程让十八岁那年注册的公司,青鹭注册之前,程让找她征求过公司名。焦软当时忙着赶作业,没太在意:“干嘛要问我呀。”
程让的语气听上去理所当然,又像是出于无奈:“婚后共同财产。”
“婚后?”
“你不是说要嫁给我么。”少年程让腔调里的傲气十足,像是破罐子破摔,竟也承认了两人的关系。
“等你长大,看不上公司名字,又缠着让我改。”
等她长大。
他深谋远虑,因为怕麻烦,都想到那么久以后的事情了啊。
焦软那个时候心里甜得跟吃了蜜似的。
她一抬头,看到客厅电视上的动物世界,镜头闪过一只大青鹭。
随口说:“叫青鹭吧!好不好?”
程让似乎不太满意:“就这……”
“什么叫就这呀。”
焦软为了让他采用这个名字,努力找借口,摇头晃脑:“正所谓‘青出于蓝而胜于蓝’,大青鹭是美洲鹭中最大的一种。象征着做大做强再创辉煌!”
“……”
“这还不好?”
“……”
“哥哥你是不是不喜欢我,所以就不喜欢我给你公司取的名字。你讨厌我对不对!”
程让沉默了几秒。
“非常好。”
“……”哪里好。
“就它吧。”
“……”
他好随便哦。
以为程让当时只是随口哄她,毕竟,谁能把公司名字拿来开玩笑,找个初中生取名字。
没想到他真的用了。
更出乎她预料的是。
青出于蓝而胜于蓝。
成为了青鹭科技的企业口号。
一个随意注册的公司名,现如今象征着科研领域的大突破。
焦软莫名的觉得骄傲。
为她爷爷的孙子感到骄傲。
也为她小时候的博学多才感到骄傲。
*
到达武馆门口后,焦软去旁边小店买了几包糖果饼干。
武馆位置不算偏,附近就是商圈,还有游乐场。

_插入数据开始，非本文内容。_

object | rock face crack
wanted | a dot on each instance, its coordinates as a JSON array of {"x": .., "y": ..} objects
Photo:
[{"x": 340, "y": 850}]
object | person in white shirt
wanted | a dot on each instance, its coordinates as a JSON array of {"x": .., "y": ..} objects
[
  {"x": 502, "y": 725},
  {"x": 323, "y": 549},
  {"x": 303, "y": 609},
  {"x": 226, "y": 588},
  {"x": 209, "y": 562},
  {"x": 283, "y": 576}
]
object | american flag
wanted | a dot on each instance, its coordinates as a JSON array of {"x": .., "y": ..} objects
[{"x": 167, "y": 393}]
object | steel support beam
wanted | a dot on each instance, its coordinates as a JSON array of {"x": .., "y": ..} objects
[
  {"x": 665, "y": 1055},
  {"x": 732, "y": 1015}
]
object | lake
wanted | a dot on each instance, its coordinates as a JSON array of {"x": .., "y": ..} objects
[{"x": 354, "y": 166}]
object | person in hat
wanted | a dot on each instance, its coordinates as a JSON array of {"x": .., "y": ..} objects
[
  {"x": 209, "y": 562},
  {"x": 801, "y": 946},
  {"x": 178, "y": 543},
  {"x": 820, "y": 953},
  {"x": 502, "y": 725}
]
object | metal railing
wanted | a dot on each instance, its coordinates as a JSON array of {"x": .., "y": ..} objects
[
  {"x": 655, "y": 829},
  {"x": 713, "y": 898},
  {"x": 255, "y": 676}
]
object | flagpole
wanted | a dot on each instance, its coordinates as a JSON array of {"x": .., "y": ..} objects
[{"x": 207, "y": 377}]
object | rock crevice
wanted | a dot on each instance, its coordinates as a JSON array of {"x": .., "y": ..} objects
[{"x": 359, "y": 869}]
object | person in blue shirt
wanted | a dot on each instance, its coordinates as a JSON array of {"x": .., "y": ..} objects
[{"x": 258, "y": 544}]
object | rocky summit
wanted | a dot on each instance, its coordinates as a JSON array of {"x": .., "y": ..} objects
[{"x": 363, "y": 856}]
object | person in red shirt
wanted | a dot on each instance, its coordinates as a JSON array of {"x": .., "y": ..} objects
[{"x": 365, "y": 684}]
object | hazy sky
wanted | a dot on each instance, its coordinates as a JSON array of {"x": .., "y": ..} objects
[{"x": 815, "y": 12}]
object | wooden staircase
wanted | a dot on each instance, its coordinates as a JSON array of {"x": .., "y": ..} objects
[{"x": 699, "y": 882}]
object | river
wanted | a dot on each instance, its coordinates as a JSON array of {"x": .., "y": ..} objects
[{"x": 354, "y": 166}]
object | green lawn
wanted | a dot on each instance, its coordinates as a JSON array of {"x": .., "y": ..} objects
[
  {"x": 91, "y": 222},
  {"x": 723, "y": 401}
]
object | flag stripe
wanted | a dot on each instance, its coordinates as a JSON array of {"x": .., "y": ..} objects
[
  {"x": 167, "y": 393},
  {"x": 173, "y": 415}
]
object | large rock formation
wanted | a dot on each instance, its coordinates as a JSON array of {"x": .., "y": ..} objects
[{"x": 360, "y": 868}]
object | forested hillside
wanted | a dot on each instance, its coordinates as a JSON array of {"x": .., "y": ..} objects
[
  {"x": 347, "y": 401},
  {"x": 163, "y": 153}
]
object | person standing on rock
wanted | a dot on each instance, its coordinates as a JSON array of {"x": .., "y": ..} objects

一眼望过去,还能看到大红镀金的手题字招牌。
每年的寒暑假,孩子们会集中过来上集体课,武馆一下子成了孩子聚集地。
负责看守武馆的是廖不凡师兄,其他人偶尔过来撑场子。
特别是那两位武打明星师兄跟师姐,他们一来,媒体和粉丝特别多。
焦软去衣帽间换上太极服,把小零食和小玩具分发给孩子们。
她没什么耐心,也不喜欢小孩子哭闹,哄孩子就更不可能了。长得再可爱的小屁孩只要一哭闹,焦软立马躲得远远的。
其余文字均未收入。